Monday, May 5, 2003

Goodbye to New York, Part 4

I loved Miracle on 34th Street until I became a New Yorker. On that first Thanksgiving in the city, for that’s when Christmas starts here, the holiday became my third symbol of New York. I love the Christmas season because everything is so happy, even the women Goodwill Santas collecting dimes from wealthy Long Island shoppers outside of Macy's during a blizzard or even in slush. It seems like everything is dying around me even while remaining so hiddenly vibrant. Call me sentimental but I cried during the Christmas All-School chapel this year, when the first graders processed down the isle with plastic candles in all their glory, the children's eyes focused intently on the outstretched arms of squatting teachers at their destination. I picked out you and Bobby and Giulia and Laurence, vicariously remembering you when you were six through these unfamiliar children, at the same time mixing future with the past and present and wondering if my children will be repeating the same holiday ritual in a few years. Then during "Once in Royal David's City," the words to a song I hear only here serenaded me and the strong beautiful voices of the thirty other people in chorus surrounded me like the timbre of a tympani drum. My eyes watered and I looked around at all the other seniors near me and saw similar tears in their eyes. We knew security was quickly leaving us and tradition slowly releasing its grip on us, ready to exclude us the next time around, though we may not be ready to let go.

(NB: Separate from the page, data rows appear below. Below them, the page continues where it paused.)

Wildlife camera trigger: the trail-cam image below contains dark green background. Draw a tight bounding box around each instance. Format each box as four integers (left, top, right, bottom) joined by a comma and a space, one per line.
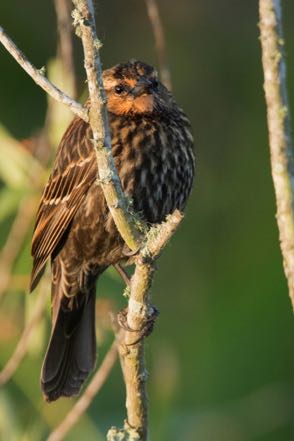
1, 1, 294, 440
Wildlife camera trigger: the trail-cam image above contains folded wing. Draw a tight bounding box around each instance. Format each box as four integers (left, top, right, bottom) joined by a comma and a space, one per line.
30, 117, 97, 291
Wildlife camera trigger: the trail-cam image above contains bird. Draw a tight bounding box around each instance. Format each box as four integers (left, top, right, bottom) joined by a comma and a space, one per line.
30, 59, 195, 402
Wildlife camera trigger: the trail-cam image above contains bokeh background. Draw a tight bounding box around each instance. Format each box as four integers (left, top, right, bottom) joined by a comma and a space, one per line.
1, 1, 294, 440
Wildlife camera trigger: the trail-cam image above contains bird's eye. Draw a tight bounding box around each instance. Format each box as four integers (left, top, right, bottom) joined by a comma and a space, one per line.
115, 85, 125, 95
152, 79, 159, 90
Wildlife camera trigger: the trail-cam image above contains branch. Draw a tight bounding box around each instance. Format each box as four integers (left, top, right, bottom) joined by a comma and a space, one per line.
0, 196, 36, 302
145, 0, 172, 90
108, 210, 183, 441
54, 0, 77, 97
0, 26, 87, 121
0, 277, 48, 385
46, 340, 118, 441
71, 0, 141, 252
142, 210, 184, 258
259, 0, 294, 307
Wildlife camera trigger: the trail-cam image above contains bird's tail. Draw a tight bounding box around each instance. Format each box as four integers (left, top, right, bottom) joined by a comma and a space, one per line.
41, 288, 96, 402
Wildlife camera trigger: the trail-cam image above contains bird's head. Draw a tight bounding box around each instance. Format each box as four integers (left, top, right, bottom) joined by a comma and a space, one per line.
103, 60, 172, 116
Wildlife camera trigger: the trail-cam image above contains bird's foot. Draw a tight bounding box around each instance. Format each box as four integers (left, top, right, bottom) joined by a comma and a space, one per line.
114, 263, 131, 286
117, 305, 159, 345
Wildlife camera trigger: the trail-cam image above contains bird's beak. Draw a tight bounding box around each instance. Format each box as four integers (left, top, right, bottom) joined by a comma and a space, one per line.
131, 79, 152, 97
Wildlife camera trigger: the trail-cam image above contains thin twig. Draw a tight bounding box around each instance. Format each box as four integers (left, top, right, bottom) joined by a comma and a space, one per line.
46, 340, 118, 441
0, 196, 36, 302
142, 210, 184, 258
259, 0, 294, 307
54, 0, 77, 98
72, 0, 141, 252
0, 277, 48, 385
114, 263, 131, 287
0, 26, 87, 121
145, 0, 172, 90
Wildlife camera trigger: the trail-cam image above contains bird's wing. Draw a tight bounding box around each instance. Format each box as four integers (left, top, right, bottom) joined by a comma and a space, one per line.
30, 117, 97, 291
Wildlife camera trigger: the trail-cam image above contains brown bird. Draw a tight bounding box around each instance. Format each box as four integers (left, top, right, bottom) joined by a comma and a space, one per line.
30, 60, 195, 402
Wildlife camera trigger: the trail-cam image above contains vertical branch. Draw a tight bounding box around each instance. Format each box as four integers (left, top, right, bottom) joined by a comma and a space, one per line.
0, 276, 48, 385
72, 0, 141, 252
145, 0, 172, 90
259, 0, 294, 307
54, 0, 77, 97
0, 196, 36, 302
121, 263, 154, 440
108, 211, 183, 441
48, 0, 80, 145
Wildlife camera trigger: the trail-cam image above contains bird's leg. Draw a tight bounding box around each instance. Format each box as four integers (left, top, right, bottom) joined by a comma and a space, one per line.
114, 263, 131, 286
117, 305, 159, 345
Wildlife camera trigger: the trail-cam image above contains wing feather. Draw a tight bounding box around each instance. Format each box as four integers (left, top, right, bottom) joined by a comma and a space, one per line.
30, 118, 97, 291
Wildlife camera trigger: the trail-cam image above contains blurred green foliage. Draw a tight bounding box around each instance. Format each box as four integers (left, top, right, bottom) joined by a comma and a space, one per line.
1, 1, 294, 440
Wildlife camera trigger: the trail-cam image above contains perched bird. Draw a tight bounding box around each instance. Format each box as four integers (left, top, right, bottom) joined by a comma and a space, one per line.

Our eyes danced over the rows and rows of Trinity students in their uniforms and formal attire, and for once we did not spite the rules we loathe nor did we desire to change the system we criticize, but rather we accepted it for what it is indeed and found the beauty somehow, somewhere, in the moment. Some of us remembered the Messiah Sing-In two nights before and how we stood outside singing carols, as always, and were not ready to shed the tears we knew we would later shed over the moment. And then when Mr. Rupcich told us he would be conducting next year at that event, smiles and tears all around in the basement of that old church that only we know by heart, some happy because they will see him in all his glory, some sad knowing they will not be able to return for it. In a heartbeat the service was over and we didn't know exactly how to feel. Lost?